The results observed a similar proportion of nasal glucagon (97.8% [131/134)] and injectable glucagon patients (97.0% [130/134]) achieved treatment success. Mean time to treatment success (for blood glucose increase) was 11.7 minutes for nasal glucagon and 10.4 minutes for injectable glucagon (p<0.001). The median time for both nasal and injectable glucagon was 10 minutes. Geometric least square mean maximal blood glucose (BG) for nasal glucagon and injectable glucagon were 10.8 and 11.4 mmol/L (p<0.001), respectively. Nasal glucagon had significantly lower Δ7.8 AUC (1-4 hr) (p<0.001), with 42% reduction compared to injectable glucagon.

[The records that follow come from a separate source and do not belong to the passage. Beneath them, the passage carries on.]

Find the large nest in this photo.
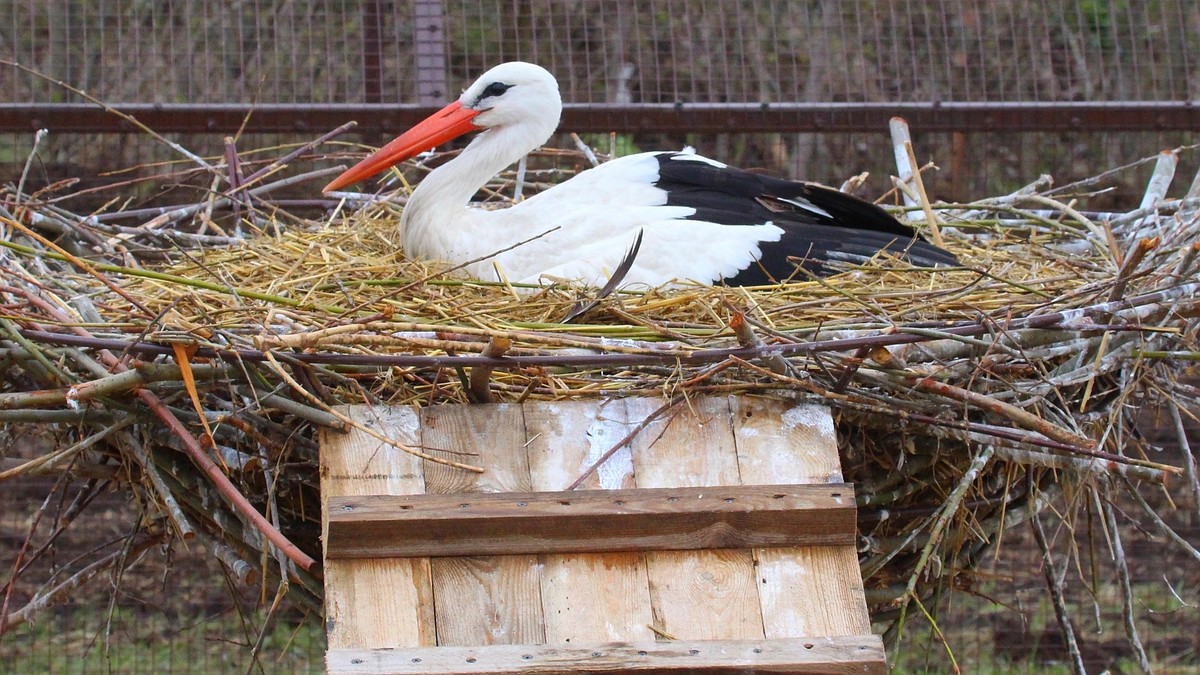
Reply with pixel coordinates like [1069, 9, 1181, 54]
[2, 134, 1198, 663]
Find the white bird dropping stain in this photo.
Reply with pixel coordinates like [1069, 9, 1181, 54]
[585, 416, 633, 489]
[781, 403, 835, 440]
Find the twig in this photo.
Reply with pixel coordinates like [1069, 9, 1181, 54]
[468, 336, 512, 403]
[729, 308, 792, 376]
[1140, 151, 1178, 210]
[245, 580, 289, 675]
[903, 139, 945, 247]
[0, 362, 225, 411]
[261, 350, 482, 472]
[251, 387, 350, 430]
[1119, 475, 1200, 564]
[1116, 149, 1177, 239]
[1181, 160, 1200, 216]
[1175, 243, 1200, 280]
[570, 133, 601, 167]
[889, 118, 921, 218]
[0, 420, 131, 482]
[1100, 480, 1152, 673]
[894, 444, 996, 648]
[115, 429, 196, 540]
[240, 121, 358, 187]
[566, 395, 684, 490]
[193, 527, 259, 586]
[1029, 475, 1087, 675]
[223, 137, 248, 229]
[991, 445, 1168, 483]
[14, 129, 48, 205]
[0, 59, 216, 174]
[513, 155, 527, 202]
[1167, 400, 1200, 522]
[1106, 237, 1158, 303]
[135, 166, 346, 230]
[911, 376, 1095, 449]
[1, 533, 164, 634]
[0, 470, 70, 631]
[17, 280, 1197, 372]
[136, 386, 316, 569]
[2, 216, 153, 317]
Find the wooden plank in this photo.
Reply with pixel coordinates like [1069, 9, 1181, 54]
[524, 399, 653, 645]
[419, 403, 533, 494]
[730, 397, 872, 638]
[730, 398, 844, 484]
[625, 396, 765, 641]
[320, 405, 435, 650]
[326, 484, 855, 558]
[420, 404, 545, 646]
[524, 399, 637, 492]
[428, 555, 546, 647]
[326, 636, 888, 674]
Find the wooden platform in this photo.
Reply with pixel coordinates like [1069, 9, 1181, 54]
[319, 395, 884, 674]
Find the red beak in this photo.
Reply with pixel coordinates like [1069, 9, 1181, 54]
[323, 101, 480, 192]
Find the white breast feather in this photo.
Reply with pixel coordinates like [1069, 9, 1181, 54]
[450, 150, 783, 287]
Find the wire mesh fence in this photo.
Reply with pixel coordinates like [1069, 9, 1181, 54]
[2, 0, 1199, 201]
[6, 0, 1199, 105]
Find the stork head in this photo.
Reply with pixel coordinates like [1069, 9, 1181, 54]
[323, 62, 562, 192]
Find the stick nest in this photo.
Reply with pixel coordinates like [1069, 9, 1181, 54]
[2, 140, 1198, 651]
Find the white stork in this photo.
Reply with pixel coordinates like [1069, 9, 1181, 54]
[323, 61, 957, 287]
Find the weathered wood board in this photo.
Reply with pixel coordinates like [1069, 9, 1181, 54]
[319, 395, 882, 673]
[326, 484, 856, 558]
[326, 636, 887, 674]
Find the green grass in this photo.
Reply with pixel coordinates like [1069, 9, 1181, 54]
[886, 580, 1198, 674]
[1, 607, 324, 674]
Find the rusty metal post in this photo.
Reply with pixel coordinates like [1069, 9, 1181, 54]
[412, 0, 448, 105]
[362, 0, 384, 104]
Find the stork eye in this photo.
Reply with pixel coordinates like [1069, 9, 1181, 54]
[482, 82, 513, 98]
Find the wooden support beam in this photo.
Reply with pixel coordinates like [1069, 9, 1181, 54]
[326, 484, 855, 559]
[326, 636, 887, 674]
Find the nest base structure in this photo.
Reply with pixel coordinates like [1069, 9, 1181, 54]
[320, 396, 885, 674]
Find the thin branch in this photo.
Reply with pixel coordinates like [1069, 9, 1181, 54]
[468, 336, 512, 403]
[1100, 480, 1152, 673]
[1030, 475, 1087, 675]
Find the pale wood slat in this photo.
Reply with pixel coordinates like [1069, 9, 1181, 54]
[326, 636, 887, 674]
[419, 404, 544, 647]
[730, 396, 872, 638]
[524, 399, 654, 645]
[624, 396, 765, 641]
[320, 406, 434, 650]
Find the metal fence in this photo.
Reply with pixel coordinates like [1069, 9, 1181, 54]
[6, 1, 1200, 107]
[2, 0, 1199, 201]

Nasal glucagon had similar rates of nausea (19.1%) and vomiting (8.5%) versus injectable glucagon (28.8% and 11.5%, respectively), with higher rates of side effects related to nasal administration (headache [7.8% nasal glucagon, 5.8% injectable glucagon], upper respiratory tract irritation [6.4% nasal glucagon, 0.7% injectable glucagon]). Separate T1D and T2D analyses showed similar results as the T1D+T2D groups combined.

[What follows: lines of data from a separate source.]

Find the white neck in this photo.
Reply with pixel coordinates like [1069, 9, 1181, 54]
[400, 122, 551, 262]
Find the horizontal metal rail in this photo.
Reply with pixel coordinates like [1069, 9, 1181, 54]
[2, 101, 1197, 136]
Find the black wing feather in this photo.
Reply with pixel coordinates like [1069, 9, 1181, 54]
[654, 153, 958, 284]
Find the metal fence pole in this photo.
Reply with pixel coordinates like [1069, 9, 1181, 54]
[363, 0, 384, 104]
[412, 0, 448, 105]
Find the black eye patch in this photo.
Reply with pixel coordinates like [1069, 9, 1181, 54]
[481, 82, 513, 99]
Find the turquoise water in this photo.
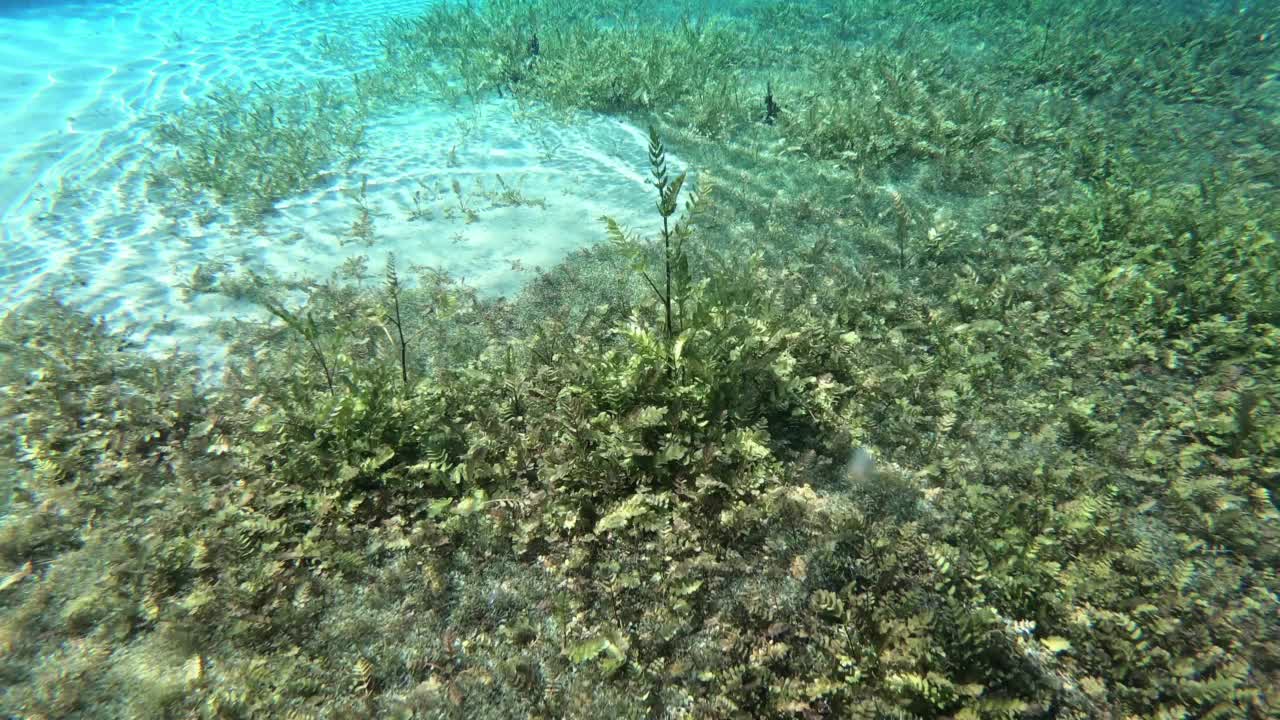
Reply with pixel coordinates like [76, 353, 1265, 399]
[0, 0, 666, 374]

Conclusion: Nasal glucagon was efficacious and well tolerated in reversing insulin-induced hypoglycaemia in adults with T1D or T2D and did not increase the risk of secondary hyperglycaemia compared to injectable glucagon.

 

Incident and recurrent hypoglycaemia with linagliptin and glimepiride in the CAROLINA trial

Zinman B, presented a study at the 56th EASD Annual Meeting conducted virtually to report the effects of treatment on a range of hypoglycaemia outcomes in the CARdiovascular Outcome Study of LINAgliptin Versus Glimepiride in Type 2 Diabetes (CAROLINA). The CAROLINA trial recruited adults with relatively early T2D, HbA1c 6.5-8.5%, and elevated CV risk who were randomized to linagliptin 5 mg or glimepiride 1-4 mg once daily added to usual care. Time to first and sum of first plus recurrent hypoglycaemia were assessed using proportional hazards and negative binomial regression across the following categories: any; symptomatic with blood glucose (BG) ≤70 mg/dL or severe; BG <54 mg/dL or severe; severe; and leading to hospitalisation. 6033 participants (mean age 64.0 years, HbA1c 7.2%, median T2D duration 6.3 years, 42% with CV disease) were followed for median 6.3 years.

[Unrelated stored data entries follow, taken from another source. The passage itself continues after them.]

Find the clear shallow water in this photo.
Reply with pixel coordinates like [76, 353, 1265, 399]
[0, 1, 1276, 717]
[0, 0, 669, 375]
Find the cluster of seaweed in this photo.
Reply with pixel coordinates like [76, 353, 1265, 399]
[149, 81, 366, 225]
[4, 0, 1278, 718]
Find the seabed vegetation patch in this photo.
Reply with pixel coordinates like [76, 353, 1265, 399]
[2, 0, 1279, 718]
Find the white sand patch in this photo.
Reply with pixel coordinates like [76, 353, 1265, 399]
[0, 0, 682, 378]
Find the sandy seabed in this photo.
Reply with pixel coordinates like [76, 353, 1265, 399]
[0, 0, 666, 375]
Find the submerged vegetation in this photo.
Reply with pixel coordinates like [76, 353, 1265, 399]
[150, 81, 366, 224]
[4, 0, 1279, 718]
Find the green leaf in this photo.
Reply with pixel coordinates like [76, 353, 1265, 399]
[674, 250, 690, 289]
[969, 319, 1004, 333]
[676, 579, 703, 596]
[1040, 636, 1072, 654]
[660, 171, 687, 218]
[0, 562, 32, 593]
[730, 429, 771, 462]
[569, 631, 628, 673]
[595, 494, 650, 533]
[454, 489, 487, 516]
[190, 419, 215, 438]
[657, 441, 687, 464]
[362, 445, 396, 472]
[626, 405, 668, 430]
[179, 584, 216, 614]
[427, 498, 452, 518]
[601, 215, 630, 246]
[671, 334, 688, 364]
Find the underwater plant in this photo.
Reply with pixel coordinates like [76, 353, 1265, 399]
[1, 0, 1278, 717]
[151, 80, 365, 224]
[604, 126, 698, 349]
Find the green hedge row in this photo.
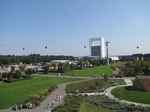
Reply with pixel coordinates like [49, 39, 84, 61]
[52, 95, 84, 112]
[84, 95, 150, 112]
[17, 85, 58, 107]
[66, 79, 105, 93]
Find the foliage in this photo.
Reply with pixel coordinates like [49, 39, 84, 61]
[43, 64, 50, 74]
[18, 85, 58, 107]
[10, 66, 15, 73]
[0, 76, 83, 109]
[84, 95, 150, 112]
[103, 74, 109, 82]
[19, 65, 26, 72]
[52, 95, 84, 112]
[54, 94, 150, 112]
[14, 70, 22, 79]
[66, 78, 125, 93]
[0, 54, 76, 65]
[125, 60, 150, 76]
[25, 68, 33, 75]
[0, 73, 2, 80]
[66, 79, 105, 93]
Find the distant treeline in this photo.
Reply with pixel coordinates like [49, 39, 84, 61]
[0, 54, 77, 65]
[132, 53, 150, 58]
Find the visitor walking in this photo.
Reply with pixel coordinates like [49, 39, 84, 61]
[56, 95, 59, 101]
[51, 100, 54, 108]
[59, 95, 62, 101]
[47, 103, 50, 109]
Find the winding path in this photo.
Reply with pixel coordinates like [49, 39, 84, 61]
[0, 75, 149, 112]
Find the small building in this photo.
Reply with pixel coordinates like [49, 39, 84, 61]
[110, 56, 119, 61]
[132, 76, 150, 92]
[120, 56, 139, 61]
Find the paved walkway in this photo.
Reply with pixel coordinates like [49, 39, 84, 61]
[0, 75, 149, 112]
[105, 85, 150, 107]
[124, 78, 133, 85]
[0, 78, 89, 112]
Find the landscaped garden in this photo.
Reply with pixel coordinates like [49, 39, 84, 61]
[53, 79, 150, 112]
[0, 76, 84, 110]
[111, 86, 150, 104]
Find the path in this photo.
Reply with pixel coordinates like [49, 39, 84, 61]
[124, 78, 133, 85]
[0, 77, 89, 112]
[0, 75, 149, 112]
[105, 85, 150, 107]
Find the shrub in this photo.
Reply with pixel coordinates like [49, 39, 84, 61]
[25, 68, 33, 75]
[52, 95, 84, 112]
[48, 85, 58, 92]
[66, 79, 105, 93]
[14, 70, 22, 79]
[29, 94, 40, 101]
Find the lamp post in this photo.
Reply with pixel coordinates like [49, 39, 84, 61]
[106, 41, 110, 66]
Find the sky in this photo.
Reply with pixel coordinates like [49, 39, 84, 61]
[0, 0, 150, 56]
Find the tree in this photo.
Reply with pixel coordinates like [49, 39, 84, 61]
[25, 68, 33, 75]
[103, 74, 109, 82]
[14, 70, 22, 79]
[0, 73, 2, 80]
[10, 66, 15, 73]
[44, 64, 50, 74]
[125, 62, 135, 76]
[19, 65, 26, 72]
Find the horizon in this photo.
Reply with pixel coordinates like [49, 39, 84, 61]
[0, 0, 150, 56]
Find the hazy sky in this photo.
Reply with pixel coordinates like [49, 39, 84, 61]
[0, 0, 150, 56]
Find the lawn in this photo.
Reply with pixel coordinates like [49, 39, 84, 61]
[39, 66, 113, 77]
[0, 76, 83, 110]
[39, 62, 123, 77]
[79, 102, 116, 112]
[41, 62, 123, 77]
[111, 86, 150, 104]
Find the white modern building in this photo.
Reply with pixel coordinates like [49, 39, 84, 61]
[89, 37, 106, 59]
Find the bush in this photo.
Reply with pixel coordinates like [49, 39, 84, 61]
[25, 68, 33, 75]
[52, 95, 84, 112]
[16, 85, 58, 108]
[66, 79, 105, 93]
[14, 70, 22, 79]
[29, 94, 40, 101]
[84, 95, 150, 112]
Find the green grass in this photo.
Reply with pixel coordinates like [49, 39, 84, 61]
[39, 62, 123, 77]
[0, 76, 83, 110]
[111, 86, 150, 104]
[79, 102, 116, 112]
[40, 66, 113, 77]
[109, 61, 123, 67]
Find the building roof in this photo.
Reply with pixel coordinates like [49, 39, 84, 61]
[133, 75, 150, 92]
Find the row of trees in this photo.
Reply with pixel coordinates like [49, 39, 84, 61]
[43, 61, 90, 74]
[0, 54, 76, 65]
[0, 66, 36, 82]
[126, 59, 150, 76]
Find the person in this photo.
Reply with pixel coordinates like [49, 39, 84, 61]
[47, 102, 50, 109]
[59, 95, 62, 101]
[56, 95, 59, 101]
[12, 104, 18, 110]
[32, 103, 35, 109]
[75, 90, 79, 94]
[51, 100, 54, 108]
[29, 103, 32, 109]
[19, 104, 23, 110]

The results observed were HbA1c over time did not differ between groups, but a significantly lower frequency of hypoglycaemia events was observed with linagliptin (Fig), regardless of definition, a difference further accentuated when including recurrent hypoglycaemia.

Conclusion: When compared with glimepiride, linagliptin demonstrated significantly lower hypoglycaemia burden. Provided the potentially harmful clinical impact of hypoglycaemia, these data may help inform therapy selection.